Analyzing C++ AMP Code with the Concurrency Visualizer

In this entry, I will describe the features in the Concurrency Visualizer that provide visibility into C++ AMP code. As an example, I’ll run a simple C++ AMP reduction sample under the Concurrency Visualizer. The implementation doesn’t aim to have the best performance; instead, it serves the purpose of allowing us to walk through the process of understanding the execution behavior of C++ AMP code through the Concurrency Visualizer lens.

The following code finds the sum of elements in a vector, which is one variant of a reduction. This implementation uses a parallel_for_each invocation to schedule the work on the accelerator (in this case, a DirectX 11 GPU). Within the parallel_for_each, a for-loop is used to accomplish something reminiscent of recursive-doubling, a technique used to compute a prefix sum in parallel.  Note how the vector is passed to the constructor of a concurrency::array, which at that point will synchronously copy the data to the default accelerator.

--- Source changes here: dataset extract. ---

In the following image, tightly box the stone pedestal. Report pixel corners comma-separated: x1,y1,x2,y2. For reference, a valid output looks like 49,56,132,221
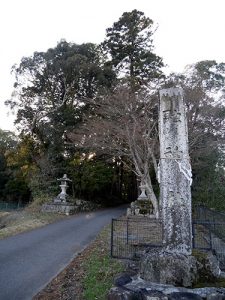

  1: template <int _tile_size>
  2: float reduction3(const vector<float>& source)
  3: {
  4:     int element_count = source.size();
  5:     auto a = array<float, 1>(element_count, source.begin());
  6:     array_view<float, 1> av(a);
  7:  
  8:     while (element_count >= _tile_size)
  9:     {
  10:         extent<1> e(element_count);
  11:         assert((element_count % _tile_size) == 0);
  12:  
  13:         parallel_for_each(e.tile<_tile_size>(), [=, &a] (tiled_index<_tile_size> tidx) restrict(amp)
  14:         {
  15:             int tid = tidx.local[0];
  16:             tile_static float tile_data[_tile_size];
  17:             tile_data[tid] = a[tidx.global[0]];
  18:             tidx.barrier.wait();
  19:             
  20:             for(int s = 1; s < _tile_size; s *= 2)
  21:             {
  22:                 if (tid % (2*s) == 0)
  23:                 {
  24:                     tile_data[tid] += tile_data[tid + s];
  25:                 }
  26:                 
  27:                 tidx.barrier.wait();
  28:             }
  29:  
  30:             if (tid == 0)
  31:             {
  32:                 a[tidx.global[0]] = tile_data[0];
  33:             }
  34:         });
  35:  
  36:         compact_elements<_tile_size>(a, element_count / _tile_size);
  37:  
  38:         element_count /= _tile_size;
  39:     }
  40:  
  41:     std::vector<float> result(element_count);
  42:     copy(av.section(0, element_count), result.begin());
  43:     return std::accumulate(result.begin(), result.begin() + element_count, .0f);
  44: }

Given a _tile_size of 512 and an element_count equal to 16*1024*1024, the outer while-loop executes twice. Therefore, there are two parallel_for_each invocations. In addition, within the outer while-loop, a call to compact_elements is made, whose implementation also involves the use of a parallel_for_each:

  1: template <int _tile_size>
  2: void compact_elements(array<float, 1>& data_in, int element_count)
  3: {
  4:     // Using temporary array to avoid race condition
  5:     array<float, 1> result(element_count);
  6:     extent<1> e(element_count);
  7:     parallel_for_each(e, [=, &data_in, &result] (index<1> idx) restrict(amp)
  8:     {
  9:         result[idx[0]] = data_in[idx[0] * _tile_size];
  10:     });
  11:     // Update data for next iteration
  12:     copy(result, data_in);
  13: }

In all, reduction3 schedules a total of four parallel_for_each invocations.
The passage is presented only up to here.